Key to this is the implementation of a ‘no-blame’ culture.

“The team had faith that I had their back should it fail, and we’ll win together, and we’ll lose together. That changes everything,” Vowles said.

“I grew up in an environment where there was so much blame around you that it was awful, it really was terrible. You just get to a certain point where you go ‘enough is enough’.

“If we want to move forward, we are going to have to accept that we are going to make mistakes and learn to use that.”

Alex Albon
Alex Albon

What Williams are missing

According to Vowles, “time” is the big missing piece Williams need to complete their F1 revival.

Since arriving, Vowles has openly acknowledged how far behind some of Williams’ infrastructure is compared to F1’s leading outfits. He admitted “simulation” was a fundamental early priority that needed addressing when he stepped through the door, and conceded facilities in certain areas are 20 years out of change.

A push in changing F1’s capital expenditure limits to free up room for much-needed investment for Williams was a big early win for Vowles, and he has recently pulled off a major coup in persuading outgoing Ferrari driver Carlos Sainz to commit to the project.

But Vowles is under no illusions. He knows Williams are playing the long game in their quest to return to the front.

“No one person, and that includes me, will ever turn a team from what it was into what it is,” he said.

“I’ll bring in five key individuals I trust with my life, and they’ll bring in five key individuals they trust with their life. Like all the lieutenants, that’s the sort of terminology I like using.

“But the point behind that is whatever thoughts you have; you multiply five times across the business and the same thing goes down through the business. All my job is to do is to completely cascade it throughout the entire organisation.

“So, the final piece [of the jigsaw] is when I know I’ve got that cascade throughout the organisation such that we’re all pointing the right way. You need to make sure you’ve chosen the right pathway.

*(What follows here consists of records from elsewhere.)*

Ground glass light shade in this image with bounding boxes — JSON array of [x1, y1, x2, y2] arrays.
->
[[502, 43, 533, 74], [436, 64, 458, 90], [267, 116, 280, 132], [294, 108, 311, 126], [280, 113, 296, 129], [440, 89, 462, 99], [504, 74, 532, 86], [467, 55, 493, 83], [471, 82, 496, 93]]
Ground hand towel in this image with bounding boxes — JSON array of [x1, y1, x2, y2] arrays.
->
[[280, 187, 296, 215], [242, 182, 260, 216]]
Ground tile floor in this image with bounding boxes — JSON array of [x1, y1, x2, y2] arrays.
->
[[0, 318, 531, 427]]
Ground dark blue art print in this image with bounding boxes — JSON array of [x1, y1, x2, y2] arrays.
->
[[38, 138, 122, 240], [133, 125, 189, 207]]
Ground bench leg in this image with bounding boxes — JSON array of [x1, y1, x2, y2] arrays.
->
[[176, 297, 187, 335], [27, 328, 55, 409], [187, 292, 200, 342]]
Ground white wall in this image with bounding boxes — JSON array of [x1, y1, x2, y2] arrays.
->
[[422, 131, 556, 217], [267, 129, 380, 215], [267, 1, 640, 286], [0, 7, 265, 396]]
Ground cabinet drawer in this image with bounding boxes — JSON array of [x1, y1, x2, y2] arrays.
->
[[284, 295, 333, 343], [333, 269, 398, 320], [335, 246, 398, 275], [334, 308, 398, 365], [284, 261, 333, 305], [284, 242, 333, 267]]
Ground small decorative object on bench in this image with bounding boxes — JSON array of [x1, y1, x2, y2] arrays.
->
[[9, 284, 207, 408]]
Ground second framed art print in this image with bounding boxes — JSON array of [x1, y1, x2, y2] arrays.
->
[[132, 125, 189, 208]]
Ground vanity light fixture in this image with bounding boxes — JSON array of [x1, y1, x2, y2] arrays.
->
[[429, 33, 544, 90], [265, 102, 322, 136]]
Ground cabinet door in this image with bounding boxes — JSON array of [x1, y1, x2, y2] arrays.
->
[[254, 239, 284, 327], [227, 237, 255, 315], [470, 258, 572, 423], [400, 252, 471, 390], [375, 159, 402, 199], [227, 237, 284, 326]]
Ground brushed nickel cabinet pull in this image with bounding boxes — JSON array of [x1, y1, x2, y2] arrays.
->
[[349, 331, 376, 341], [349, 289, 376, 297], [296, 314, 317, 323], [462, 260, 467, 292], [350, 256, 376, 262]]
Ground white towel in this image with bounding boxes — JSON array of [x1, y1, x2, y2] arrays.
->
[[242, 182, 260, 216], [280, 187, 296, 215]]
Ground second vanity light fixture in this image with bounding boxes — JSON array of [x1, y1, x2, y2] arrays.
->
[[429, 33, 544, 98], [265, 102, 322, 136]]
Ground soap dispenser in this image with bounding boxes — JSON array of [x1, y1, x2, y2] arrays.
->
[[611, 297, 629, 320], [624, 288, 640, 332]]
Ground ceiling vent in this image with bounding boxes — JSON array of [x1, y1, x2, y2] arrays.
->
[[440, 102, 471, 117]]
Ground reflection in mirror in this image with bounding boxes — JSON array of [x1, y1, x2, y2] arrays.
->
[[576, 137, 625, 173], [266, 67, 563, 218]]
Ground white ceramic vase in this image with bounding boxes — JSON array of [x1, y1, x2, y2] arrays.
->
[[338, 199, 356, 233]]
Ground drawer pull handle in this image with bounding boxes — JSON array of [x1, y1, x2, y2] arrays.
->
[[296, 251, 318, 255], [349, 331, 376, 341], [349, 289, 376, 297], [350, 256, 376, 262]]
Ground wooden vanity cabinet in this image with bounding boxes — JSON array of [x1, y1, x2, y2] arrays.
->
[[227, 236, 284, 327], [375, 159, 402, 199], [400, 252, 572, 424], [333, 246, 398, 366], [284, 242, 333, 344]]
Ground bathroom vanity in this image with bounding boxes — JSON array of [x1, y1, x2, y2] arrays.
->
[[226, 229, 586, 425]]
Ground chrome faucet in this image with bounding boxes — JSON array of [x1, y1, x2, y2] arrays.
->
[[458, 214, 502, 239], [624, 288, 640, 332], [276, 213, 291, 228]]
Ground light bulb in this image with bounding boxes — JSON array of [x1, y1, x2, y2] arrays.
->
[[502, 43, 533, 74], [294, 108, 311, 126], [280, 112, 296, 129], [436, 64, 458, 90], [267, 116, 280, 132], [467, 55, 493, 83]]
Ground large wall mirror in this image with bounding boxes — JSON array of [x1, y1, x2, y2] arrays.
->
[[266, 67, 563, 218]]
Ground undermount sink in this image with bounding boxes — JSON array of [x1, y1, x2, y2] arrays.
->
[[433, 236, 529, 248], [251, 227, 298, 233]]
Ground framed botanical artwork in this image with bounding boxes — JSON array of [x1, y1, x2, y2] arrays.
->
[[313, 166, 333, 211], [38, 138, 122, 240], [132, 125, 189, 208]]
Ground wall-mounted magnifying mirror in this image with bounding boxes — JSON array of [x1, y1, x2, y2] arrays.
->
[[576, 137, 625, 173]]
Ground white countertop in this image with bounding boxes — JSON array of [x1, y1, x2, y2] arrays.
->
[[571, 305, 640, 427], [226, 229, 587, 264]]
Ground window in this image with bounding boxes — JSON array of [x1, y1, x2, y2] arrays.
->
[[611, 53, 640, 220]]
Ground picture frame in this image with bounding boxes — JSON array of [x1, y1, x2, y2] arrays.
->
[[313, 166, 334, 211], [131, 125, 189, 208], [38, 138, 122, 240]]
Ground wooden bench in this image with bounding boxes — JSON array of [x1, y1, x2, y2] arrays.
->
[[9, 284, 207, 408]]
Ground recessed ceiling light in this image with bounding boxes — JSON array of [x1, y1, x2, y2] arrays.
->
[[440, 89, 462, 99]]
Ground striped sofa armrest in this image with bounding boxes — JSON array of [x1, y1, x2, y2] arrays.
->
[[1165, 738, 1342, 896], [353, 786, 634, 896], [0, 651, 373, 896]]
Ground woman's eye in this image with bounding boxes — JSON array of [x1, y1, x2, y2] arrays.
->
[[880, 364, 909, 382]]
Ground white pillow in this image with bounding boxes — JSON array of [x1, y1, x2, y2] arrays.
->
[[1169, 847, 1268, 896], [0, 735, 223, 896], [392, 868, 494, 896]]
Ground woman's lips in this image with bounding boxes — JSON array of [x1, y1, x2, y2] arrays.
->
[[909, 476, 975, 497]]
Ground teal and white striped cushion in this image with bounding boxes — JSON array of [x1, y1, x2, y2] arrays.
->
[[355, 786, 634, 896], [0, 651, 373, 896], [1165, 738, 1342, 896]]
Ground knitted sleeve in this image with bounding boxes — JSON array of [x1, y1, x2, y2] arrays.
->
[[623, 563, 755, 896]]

“There’s about a thousand ways you can design a car, you’ve just got to make sure you get it into the right general direction. That’s not one person’s individual decision, that’s the group together.

“That’s the secret behind it all. It’s pointing the right way and having everyone wanting to move that way.”

Williams are targeting the upcoming 2026 rules change as a golden opportunity. Vowles believes Williams have a “very strong chance” of moving forward, revealing “many people” in the organisation have already fully switched focus onto the new regulations. 

“That doesn’t mean we won't bring performance to the car in the next two years, we will do, but the big ones will come for 26, 27 and 28,” he explained. 

“That's a long way out and in any other organisation it's uncomfortable feeling that far out. But it's the right pathway. If I asked you to fix this by next month, you’ll shortcut it and we’ll have the same mess we had before.”